Sixth, you are definitely going to want to create an index for your lat
column. If your table of locations doesn't change very often, it will help to create an index for your lng
column as well. But your lat
index will give you most of your query performance gain.
Lastly, I tested the stored procedure and the SQL, but not the PHP.
Reference: http://www.scribd.com/doc/2569355/Geo-Distance-Search-with-MySQL Also my experience with a bunch of proximity finders for health care facilities.
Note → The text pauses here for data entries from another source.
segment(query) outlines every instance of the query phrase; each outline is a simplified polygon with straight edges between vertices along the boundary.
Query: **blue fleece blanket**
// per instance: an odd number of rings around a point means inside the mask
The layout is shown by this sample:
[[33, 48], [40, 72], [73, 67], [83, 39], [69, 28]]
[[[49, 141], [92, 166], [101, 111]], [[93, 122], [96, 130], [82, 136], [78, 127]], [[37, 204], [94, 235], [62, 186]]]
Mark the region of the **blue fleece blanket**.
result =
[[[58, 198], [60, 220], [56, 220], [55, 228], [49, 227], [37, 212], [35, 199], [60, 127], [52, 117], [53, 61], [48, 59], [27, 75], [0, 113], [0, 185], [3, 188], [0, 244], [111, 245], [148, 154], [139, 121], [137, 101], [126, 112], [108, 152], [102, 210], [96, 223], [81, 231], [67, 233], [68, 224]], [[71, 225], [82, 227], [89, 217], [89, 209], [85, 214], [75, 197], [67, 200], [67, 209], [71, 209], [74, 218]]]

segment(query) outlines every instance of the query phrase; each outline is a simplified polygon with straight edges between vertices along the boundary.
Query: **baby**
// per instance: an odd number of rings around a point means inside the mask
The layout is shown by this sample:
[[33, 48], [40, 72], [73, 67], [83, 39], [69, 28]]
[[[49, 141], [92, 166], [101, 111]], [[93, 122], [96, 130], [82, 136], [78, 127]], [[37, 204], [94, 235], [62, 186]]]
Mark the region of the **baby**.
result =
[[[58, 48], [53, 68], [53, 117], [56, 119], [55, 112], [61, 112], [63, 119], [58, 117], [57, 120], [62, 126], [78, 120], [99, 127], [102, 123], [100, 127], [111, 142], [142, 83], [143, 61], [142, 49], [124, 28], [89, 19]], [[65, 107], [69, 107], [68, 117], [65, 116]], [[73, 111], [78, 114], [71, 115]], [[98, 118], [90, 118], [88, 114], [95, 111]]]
--------------- EDIT --------------------
If you don't have a user interface that lets you define a stored procedure, that's a nuisance. At any rate, PHP lets you use numbered parameters in the sprintf call, so you can generate the whole nested statement like this. NOTE: You might need %$1f etc. You'll need to experiment with this.
$sql_stmt = sprintf ("
SELECT post_id, lat, lng
FROM
(
SELECT post_id, lat, lng,
(3959 * ACOS(COS(RADIANS(lat))
* COS(RADIANS(%$1s))
* COS(RADIANS(lng) - RADIANS(%$2s))
+ SIN(RADIANS(lat))
* SIN(RADIANS(%$1s))
))
AS distance
FROM wp_geodatastore
WHERE lat >= %$1s -(%$3s/69)
AND lat <= %$1s +(%$3s/69)
AND lng >= %$2s -(%$3s/69)
AND lng <= %$2s +(%$3s/69)
)a
WHERE distance <= %$3s
ORDER BY distance
",$center_lat,$center_lng, $radius);
This is code from a working production system,
6371.04 * acos(cos(pi()/2-radians(90-wgs84_lat)) * cos(pi()/2-radians(90-$lat)) * cos(radians(wgs84_long)-radians($lon)) + sin(pi()/2-radians(90-wgs84_lat)) * sin(pi()/2-radians(90-$lat))) as distance
Uses a different distance formular, but for a store locator the difference is minimal.
You can try my class at http://www.phpclasses.org/package/6202-PHP-Generate-points-of-an-Hilbert-curve.html. It uses the harvesine formula and a hilbert curve to compute a quadkey. You can then search the quadkey from left to right. Every position of the key is a point on the monster curve. A better explanation of the curve can be found at Nick's spatial index quadtree hilbert curve blog. It's like using the spatial index extension from mysql but you have more control. You can use a z curve or moore curve or you can change the look.